The octet rule is not always followed, but it is a useful guideline for understanding chemical bonding.

What is resonance?

Resonance is a phenomenon that occurs when two or more Lewis structures can be drawn for a molecule, and each structure contributes equally to the overall description of the molecule. The resonance structures are not separate entities, but rather they represent different ways of viewing the same molecule.

Resonance structures can be used to explain the bonding in molecules that have multiple possible Lewis structures. For example, the molecule ozone (O3) can be represented by the following two resonance structures:

“`
O=O=O

O^–O^+-O
“`

In the first resonance structure, the oxygen atoms are all equivalent. In the second resonance structure, the central oxygen atom is negatively charged, while the two outer oxygen atoms are positively charged. The actual structure of ozone is a hybrid of these two resonance structures.

What is hybridization?

Hybridization is a concept in chemistry that describes the mixing of atomic orbitals to form new orbitals with different shapes and energies. Hybridization is used to explain the bonding in molecules with multiple covalent bonds.

The most common type of hybridization is sp3 hybridization. In sp3 hybridization, one s orbital and three p orbitals mix to form four new sp3 orbitals. These sp3 orbitals are all directed towards the corners of a tetrahedron.

Other types of hybridization include sp2 hybridization, sp hybridization, and d-orbital hybridization.
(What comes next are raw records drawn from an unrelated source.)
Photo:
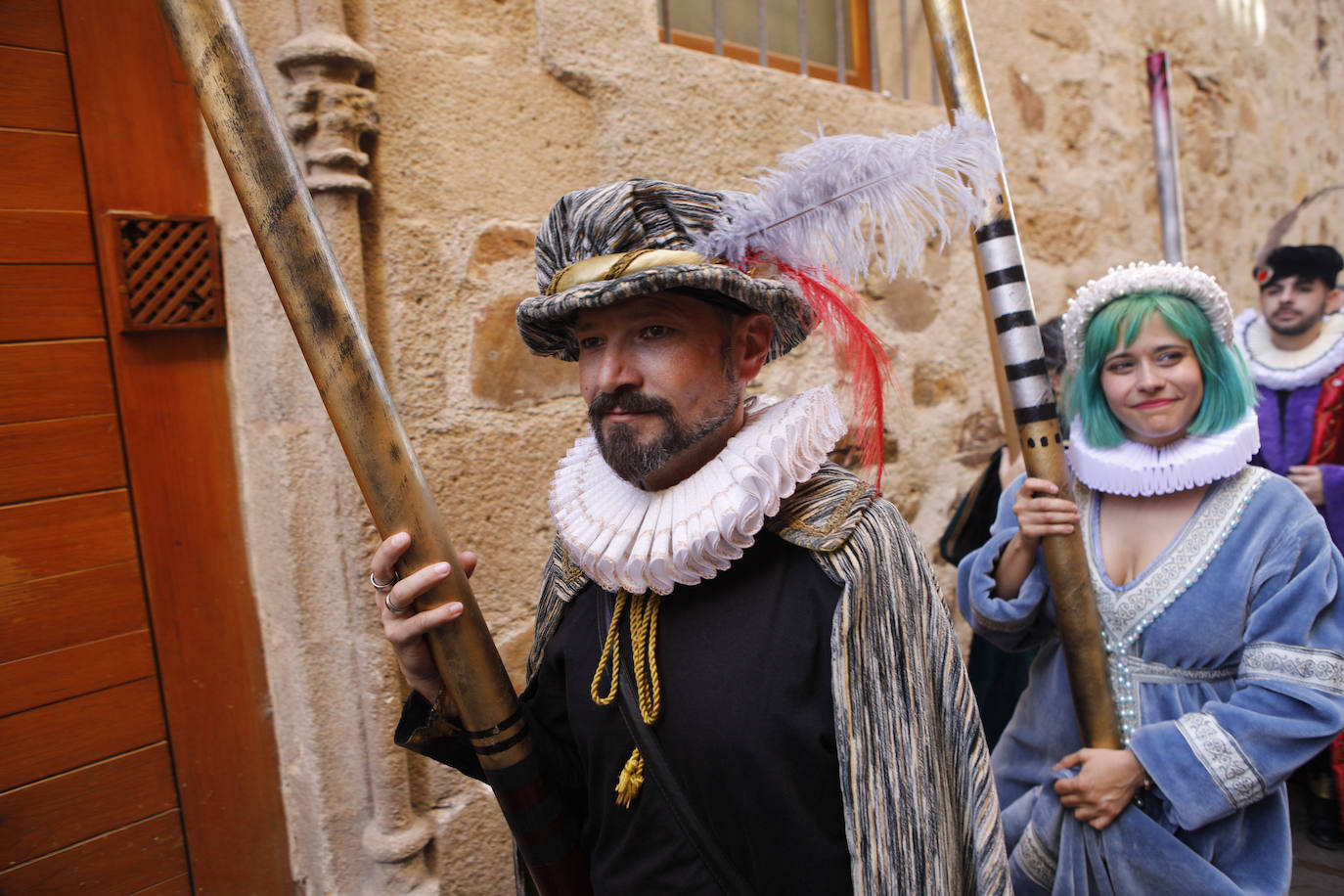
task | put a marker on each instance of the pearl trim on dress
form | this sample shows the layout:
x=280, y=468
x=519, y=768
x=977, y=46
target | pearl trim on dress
x=626, y=538
x=1136, y=469
x=1277, y=368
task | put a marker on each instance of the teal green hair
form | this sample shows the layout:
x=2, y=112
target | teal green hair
x=1229, y=391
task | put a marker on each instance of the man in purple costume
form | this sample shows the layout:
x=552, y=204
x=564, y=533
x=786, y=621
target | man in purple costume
x=1296, y=353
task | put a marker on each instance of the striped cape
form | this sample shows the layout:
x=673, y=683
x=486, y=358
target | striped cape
x=919, y=803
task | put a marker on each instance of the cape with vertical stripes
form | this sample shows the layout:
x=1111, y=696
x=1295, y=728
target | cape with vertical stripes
x=920, y=810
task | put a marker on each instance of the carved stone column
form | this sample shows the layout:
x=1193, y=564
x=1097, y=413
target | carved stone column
x=330, y=117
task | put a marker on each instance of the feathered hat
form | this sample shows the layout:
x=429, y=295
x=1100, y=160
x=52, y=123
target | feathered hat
x=1271, y=259
x=815, y=225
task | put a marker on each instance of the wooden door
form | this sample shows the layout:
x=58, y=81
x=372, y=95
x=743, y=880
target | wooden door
x=139, y=755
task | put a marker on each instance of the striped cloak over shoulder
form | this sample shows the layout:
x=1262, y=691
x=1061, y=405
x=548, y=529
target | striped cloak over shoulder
x=920, y=810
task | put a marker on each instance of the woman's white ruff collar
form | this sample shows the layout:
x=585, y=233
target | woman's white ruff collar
x=1277, y=368
x=1138, y=469
x=626, y=538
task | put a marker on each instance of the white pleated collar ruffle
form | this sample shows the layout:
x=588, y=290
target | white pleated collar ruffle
x=1282, y=370
x=1136, y=469
x=626, y=538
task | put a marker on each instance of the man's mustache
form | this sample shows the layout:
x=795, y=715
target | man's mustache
x=628, y=400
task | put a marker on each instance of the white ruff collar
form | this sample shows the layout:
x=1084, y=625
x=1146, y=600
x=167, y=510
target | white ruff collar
x=626, y=538
x=1277, y=368
x=1138, y=469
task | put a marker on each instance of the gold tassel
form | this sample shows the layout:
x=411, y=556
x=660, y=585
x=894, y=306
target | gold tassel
x=632, y=778
x=644, y=637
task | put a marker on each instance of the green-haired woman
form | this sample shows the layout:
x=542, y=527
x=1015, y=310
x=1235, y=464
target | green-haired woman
x=1217, y=585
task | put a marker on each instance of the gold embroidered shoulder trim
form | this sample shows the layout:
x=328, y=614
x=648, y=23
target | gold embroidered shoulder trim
x=824, y=511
What is molecular orbital theory?

Molecular orbital theory is a quantum mechanical model that describes the bonding in molecules. In molecular orbital theory, the electrons in a molecule are not localized around individual atoms, but rather they are delocalized throughout the entire molecule.
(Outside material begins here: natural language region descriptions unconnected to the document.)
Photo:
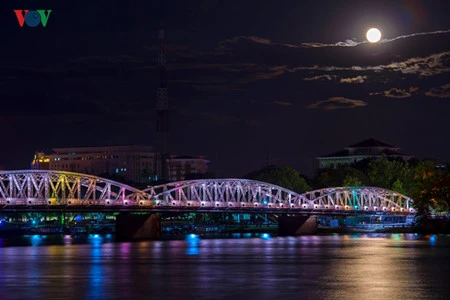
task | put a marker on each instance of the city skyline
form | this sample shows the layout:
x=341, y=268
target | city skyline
x=248, y=84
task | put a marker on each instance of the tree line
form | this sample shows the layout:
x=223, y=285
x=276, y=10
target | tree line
x=426, y=181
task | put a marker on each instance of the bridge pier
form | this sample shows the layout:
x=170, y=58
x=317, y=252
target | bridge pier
x=296, y=225
x=138, y=227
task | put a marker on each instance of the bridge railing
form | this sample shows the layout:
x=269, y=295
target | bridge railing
x=58, y=188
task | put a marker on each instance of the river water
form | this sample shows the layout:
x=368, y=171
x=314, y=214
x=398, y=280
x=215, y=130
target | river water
x=355, y=266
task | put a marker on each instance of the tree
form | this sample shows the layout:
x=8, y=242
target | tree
x=431, y=192
x=283, y=176
x=350, y=180
x=345, y=176
x=391, y=174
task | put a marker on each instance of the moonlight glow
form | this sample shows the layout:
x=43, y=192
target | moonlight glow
x=373, y=35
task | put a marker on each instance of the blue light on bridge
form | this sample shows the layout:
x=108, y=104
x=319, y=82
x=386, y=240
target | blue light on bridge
x=265, y=236
x=192, y=241
x=433, y=240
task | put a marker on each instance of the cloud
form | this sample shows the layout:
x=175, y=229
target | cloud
x=441, y=92
x=397, y=93
x=357, y=79
x=433, y=64
x=337, y=103
x=320, y=77
x=282, y=103
x=413, y=89
x=352, y=43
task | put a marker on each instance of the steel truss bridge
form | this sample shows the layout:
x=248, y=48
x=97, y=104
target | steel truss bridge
x=42, y=190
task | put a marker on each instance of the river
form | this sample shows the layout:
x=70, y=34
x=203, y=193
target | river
x=353, y=266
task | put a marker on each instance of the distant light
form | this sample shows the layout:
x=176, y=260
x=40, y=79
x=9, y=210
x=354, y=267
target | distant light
x=265, y=236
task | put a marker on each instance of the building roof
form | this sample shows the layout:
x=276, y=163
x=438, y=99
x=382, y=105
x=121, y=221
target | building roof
x=372, y=142
x=340, y=153
x=104, y=149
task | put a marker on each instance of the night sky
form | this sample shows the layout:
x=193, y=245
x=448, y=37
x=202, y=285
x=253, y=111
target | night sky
x=250, y=82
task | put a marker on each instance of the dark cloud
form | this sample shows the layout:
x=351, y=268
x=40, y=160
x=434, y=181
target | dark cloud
x=441, y=92
x=283, y=103
x=357, y=79
x=337, y=103
x=397, y=93
x=320, y=77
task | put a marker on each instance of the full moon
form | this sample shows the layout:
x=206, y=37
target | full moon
x=373, y=35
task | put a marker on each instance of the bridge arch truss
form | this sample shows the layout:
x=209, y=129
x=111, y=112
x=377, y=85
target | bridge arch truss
x=60, y=188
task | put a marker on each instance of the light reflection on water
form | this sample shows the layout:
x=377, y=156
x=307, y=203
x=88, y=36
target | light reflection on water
x=356, y=266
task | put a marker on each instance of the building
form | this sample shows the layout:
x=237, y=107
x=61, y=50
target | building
x=136, y=164
x=180, y=166
x=367, y=149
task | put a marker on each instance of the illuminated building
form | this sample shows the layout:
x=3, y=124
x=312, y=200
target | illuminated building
x=40, y=162
x=367, y=149
x=136, y=164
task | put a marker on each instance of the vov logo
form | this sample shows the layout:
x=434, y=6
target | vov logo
x=32, y=17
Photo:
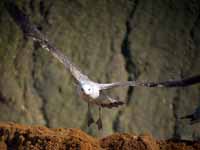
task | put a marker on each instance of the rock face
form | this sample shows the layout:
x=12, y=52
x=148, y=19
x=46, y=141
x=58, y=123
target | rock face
x=15, y=136
x=109, y=40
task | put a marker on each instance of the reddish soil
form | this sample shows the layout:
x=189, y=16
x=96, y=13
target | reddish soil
x=15, y=136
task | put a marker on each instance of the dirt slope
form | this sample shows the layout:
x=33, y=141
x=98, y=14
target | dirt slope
x=15, y=136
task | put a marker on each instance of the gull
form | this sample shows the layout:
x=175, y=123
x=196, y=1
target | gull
x=193, y=117
x=90, y=91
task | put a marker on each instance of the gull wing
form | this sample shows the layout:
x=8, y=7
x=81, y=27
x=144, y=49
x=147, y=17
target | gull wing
x=104, y=86
x=31, y=30
x=169, y=83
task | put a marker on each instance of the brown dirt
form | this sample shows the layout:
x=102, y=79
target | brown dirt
x=15, y=136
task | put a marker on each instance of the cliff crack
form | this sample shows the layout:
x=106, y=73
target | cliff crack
x=126, y=52
x=129, y=64
x=37, y=88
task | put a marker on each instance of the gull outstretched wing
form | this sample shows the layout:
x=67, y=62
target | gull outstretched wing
x=169, y=83
x=31, y=30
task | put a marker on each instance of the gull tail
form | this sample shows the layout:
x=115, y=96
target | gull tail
x=187, y=117
x=112, y=104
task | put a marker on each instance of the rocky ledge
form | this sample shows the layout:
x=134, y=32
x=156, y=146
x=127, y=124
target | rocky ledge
x=16, y=136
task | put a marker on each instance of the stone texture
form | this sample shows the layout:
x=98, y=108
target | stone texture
x=109, y=40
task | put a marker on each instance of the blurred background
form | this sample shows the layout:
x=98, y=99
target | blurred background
x=110, y=40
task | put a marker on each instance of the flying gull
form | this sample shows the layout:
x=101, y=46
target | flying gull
x=90, y=91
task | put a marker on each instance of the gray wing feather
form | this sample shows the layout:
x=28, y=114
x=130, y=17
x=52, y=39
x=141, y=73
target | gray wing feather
x=117, y=84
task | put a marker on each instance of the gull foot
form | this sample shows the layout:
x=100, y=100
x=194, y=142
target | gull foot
x=90, y=121
x=99, y=124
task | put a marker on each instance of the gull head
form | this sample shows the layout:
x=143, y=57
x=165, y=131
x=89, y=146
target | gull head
x=91, y=90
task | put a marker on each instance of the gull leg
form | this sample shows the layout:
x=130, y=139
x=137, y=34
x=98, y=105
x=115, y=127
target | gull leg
x=99, y=121
x=89, y=116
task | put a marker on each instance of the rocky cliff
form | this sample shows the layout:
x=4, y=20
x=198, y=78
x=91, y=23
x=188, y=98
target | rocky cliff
x=109, y=40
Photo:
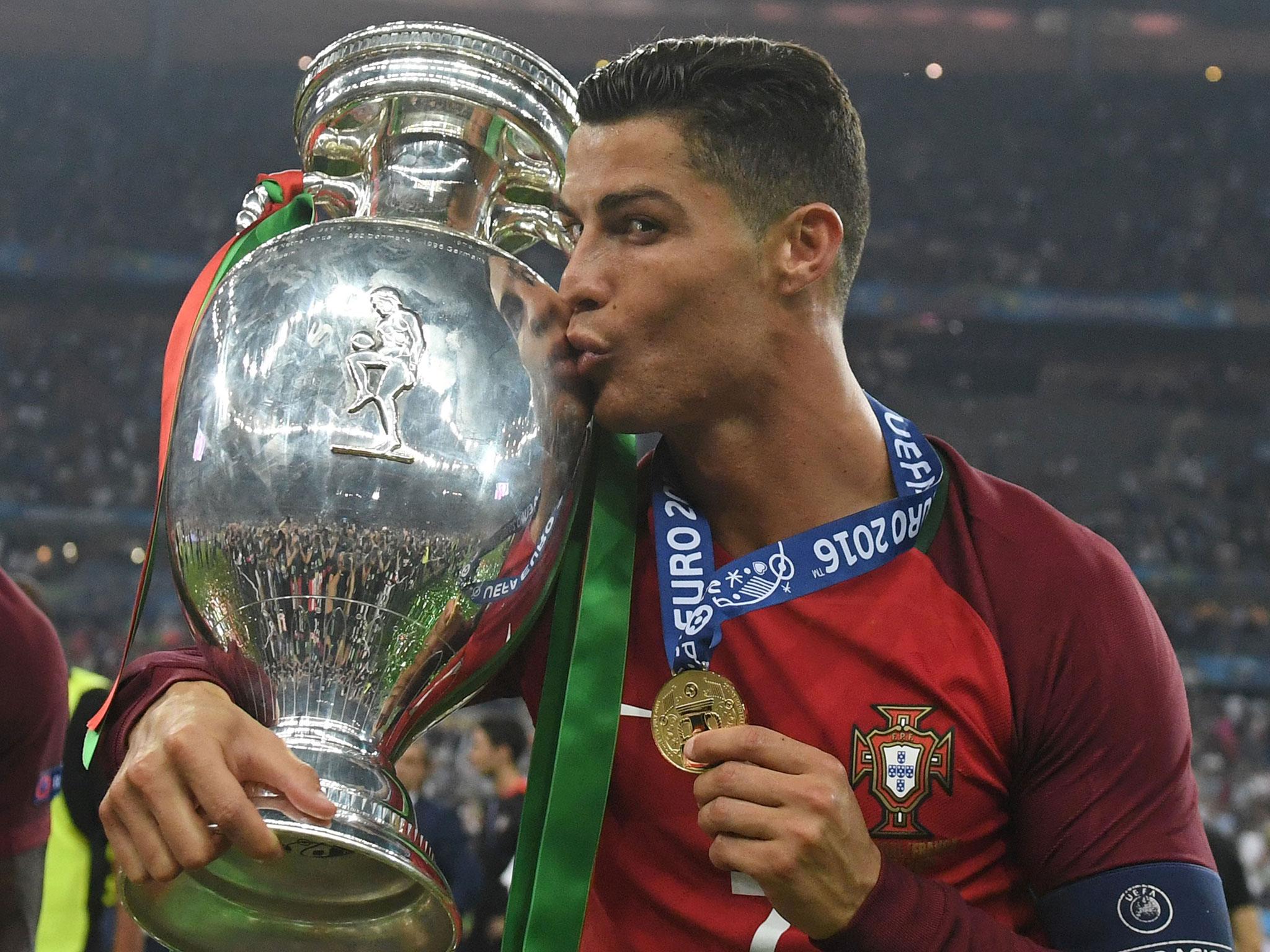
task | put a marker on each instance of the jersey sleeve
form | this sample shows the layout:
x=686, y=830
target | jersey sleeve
x=33, y=712
x=1103, y=775
x=1100, y=756
x=144, y=682
x=929, y=915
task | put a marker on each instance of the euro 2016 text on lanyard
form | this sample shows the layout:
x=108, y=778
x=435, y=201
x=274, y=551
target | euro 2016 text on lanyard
x=696, y=597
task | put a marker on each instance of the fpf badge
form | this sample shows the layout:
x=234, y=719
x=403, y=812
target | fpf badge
x=902, y=764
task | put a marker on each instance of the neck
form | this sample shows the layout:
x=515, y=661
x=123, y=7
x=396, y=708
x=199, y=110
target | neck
x=813, y=452
x=507, y=780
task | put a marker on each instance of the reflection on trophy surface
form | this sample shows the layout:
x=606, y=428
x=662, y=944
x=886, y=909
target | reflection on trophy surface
x=373, y=469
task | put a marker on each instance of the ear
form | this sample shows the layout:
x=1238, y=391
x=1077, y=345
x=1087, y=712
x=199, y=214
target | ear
x=806, y=247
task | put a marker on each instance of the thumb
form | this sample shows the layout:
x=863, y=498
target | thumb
x=267, y=759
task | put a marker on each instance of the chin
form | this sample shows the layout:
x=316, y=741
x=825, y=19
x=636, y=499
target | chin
x=624, y=416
The molecular orbitals of a molecule are formed by the linear combination of the atomic orbitals of the atoms in the molecule. The molecular orbitals can be bonding, antibonding, or nonbonding.
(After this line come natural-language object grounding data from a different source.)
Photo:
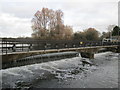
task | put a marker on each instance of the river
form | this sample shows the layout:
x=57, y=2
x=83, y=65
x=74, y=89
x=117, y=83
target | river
x=102, y=72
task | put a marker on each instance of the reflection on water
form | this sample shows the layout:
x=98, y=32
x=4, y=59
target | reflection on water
x=55, y=73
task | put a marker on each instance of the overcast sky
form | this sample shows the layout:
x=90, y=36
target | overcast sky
x=16, y=15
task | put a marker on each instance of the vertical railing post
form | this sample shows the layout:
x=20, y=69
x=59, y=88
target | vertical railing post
x=6, y=47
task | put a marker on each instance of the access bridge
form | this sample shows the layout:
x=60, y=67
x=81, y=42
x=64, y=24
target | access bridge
x=13, y=50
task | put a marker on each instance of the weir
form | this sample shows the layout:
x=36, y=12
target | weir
x=39, y=59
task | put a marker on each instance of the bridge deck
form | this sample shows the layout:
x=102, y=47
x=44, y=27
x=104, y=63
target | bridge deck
x=61, y=50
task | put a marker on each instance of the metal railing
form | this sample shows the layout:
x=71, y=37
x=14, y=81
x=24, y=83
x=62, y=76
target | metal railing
x=10, y=45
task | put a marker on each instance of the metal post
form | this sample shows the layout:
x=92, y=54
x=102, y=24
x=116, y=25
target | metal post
x=6, y=47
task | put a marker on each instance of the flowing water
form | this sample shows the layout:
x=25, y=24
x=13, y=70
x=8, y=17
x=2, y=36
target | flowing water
x=101, y=72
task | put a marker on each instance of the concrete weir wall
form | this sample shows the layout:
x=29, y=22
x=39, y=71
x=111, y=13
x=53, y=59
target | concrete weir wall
x=39, y=59
x=87, y=55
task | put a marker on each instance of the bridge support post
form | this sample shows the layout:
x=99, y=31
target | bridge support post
x=118, y=49
x=87, y=55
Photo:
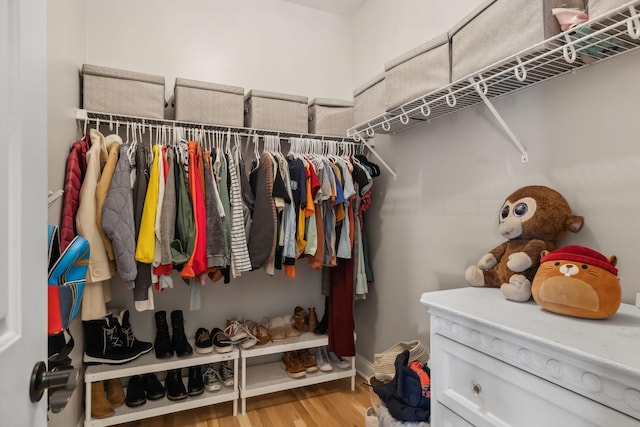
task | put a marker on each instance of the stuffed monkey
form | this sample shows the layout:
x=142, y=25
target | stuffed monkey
x=532, y=219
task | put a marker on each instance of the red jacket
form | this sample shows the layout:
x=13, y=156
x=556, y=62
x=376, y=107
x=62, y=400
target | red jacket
x=73, y=177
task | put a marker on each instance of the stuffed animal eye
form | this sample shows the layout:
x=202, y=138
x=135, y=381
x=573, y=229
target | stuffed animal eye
x=520, y=209
x=505, y=212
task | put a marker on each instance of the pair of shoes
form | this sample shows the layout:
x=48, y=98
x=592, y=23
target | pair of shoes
x=143, y=387
x=212, y=380
x=221, y=341
x=338, y=361
x=322, y=358
x=226, y=374
x=108, y=341
x=174, y=385
x=165, y=345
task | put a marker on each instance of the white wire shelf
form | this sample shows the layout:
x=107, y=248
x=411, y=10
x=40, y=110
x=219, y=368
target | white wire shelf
x=600, y=38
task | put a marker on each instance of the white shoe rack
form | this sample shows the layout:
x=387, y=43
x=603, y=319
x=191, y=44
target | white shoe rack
x=149, y=363
x=271, y=377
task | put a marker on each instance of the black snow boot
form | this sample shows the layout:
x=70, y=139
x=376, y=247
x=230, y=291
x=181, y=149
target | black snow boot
x=178, y=337
x=162, y=343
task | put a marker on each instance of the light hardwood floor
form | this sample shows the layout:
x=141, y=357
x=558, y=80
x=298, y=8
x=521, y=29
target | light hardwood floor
x=322, y=405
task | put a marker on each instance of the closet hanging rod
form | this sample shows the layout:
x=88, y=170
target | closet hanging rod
x=86, y=117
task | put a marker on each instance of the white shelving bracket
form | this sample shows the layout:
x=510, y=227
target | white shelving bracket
x=482, y=91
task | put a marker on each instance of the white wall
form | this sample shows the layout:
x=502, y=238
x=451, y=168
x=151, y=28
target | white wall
x=441, y=214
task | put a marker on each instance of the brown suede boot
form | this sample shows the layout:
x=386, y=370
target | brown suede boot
x=115, y=393
x=100, y=406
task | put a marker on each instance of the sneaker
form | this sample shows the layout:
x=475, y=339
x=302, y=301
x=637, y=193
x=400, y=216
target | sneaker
x=322, y=358
x=203, y=344
x=221, y=341
x=292, y=365
x=212, y=380
x=226, y=374
x=235, y=331
x=307, y=360
x=338, y=361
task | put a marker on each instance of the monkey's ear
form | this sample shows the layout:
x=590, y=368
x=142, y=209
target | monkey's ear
x=575, y=223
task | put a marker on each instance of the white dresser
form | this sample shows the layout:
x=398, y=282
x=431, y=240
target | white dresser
x=501, y=363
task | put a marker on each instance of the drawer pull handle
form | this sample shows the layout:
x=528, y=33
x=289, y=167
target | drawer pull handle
x=476, y=388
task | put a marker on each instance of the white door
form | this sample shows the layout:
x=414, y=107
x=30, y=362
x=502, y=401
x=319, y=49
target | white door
x=23, y=207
Bonding molecular orbitals

Question 1

Which of the following is not a type of chemical bond?

(A) Ionic bond
(B) Covalent bond
(C) Metallic bond
(D) Hydrogen bond
(E) Van der Waals force

Answer

(E) Van der Waals force is not a type of chemical bond. It is a type of intermolecular force.

Question 2

In a covalent bond, atoms share electrons. Which of the following is not a factor that affects the strength of a covalent bond?

(A) The electronegativity of the atoms involved
(B) The number of electrons shared
(C) The distance between the atoms
(D) The type of orbitals involved
(E) The presence of lone pairs of electrons

Answer

(D) The type of orbitals involved does not affect the strength of a covalent bond. The other factors do affect the strength of a covalent bond.

Question 3

Which of the following is not a type of ionic bond?

(A) Sodium chloride (NaCl)
(B) Magnesium oxide (MgO)
(C) Calcium carbonate (CaCO3)
(D) Potassium bromide (KBr)
(E) Ammonium nitrate (NH4NO3)

Answer

(E) Ammonium nitrate (NH4NO3) is not a type of ionic bond. It is a type of covalent bond.

Question 4

Which of the following is not a type of metallic bond?

(A) Sodium
(B) Copper
(C) Gold
(D) Iron
(E) Magnesium

Answer

(E) Magnesium is not a type of metallic bond. It is a type of covalent bond.

Question 5

Which of the following is not a type of hydrogen bond?

(A) Water
(B) Ammonia
(C) Methanol
(D) Ethanol
(E) Hydrogen fluoride

Answer

(D) Ethanol is not a type of hydrogen bond. It is a type of covalent bond.

Question 6

Which of the following is not a type of van der Waals force?

(A) London dispersion force
(B) Dipole-dipole force
(C) Hydrogen bond
(D) Ion-dipole force
(E) Ion-induced dipole force

Answer

(C) Hydrogen bond is not a type of van der Waals force. It is a type of intermolecular force.

Question 7

Which of the following is not a factor that affects the strength of a van der Waals force?

(A) The polarizability of the atoms or molecules involved
(B) The surface area of the atoms or molecules involved
(C) The temperature of the atoms or molecules involved
(D) The distance between the atoms or molecules involved
(E) The type of atoms or molecules involved

Answer

(E) The type of atoms or molecules involved does not affect the strength of a van der Waals force. The other factors do affect the strength of a van der Waals force.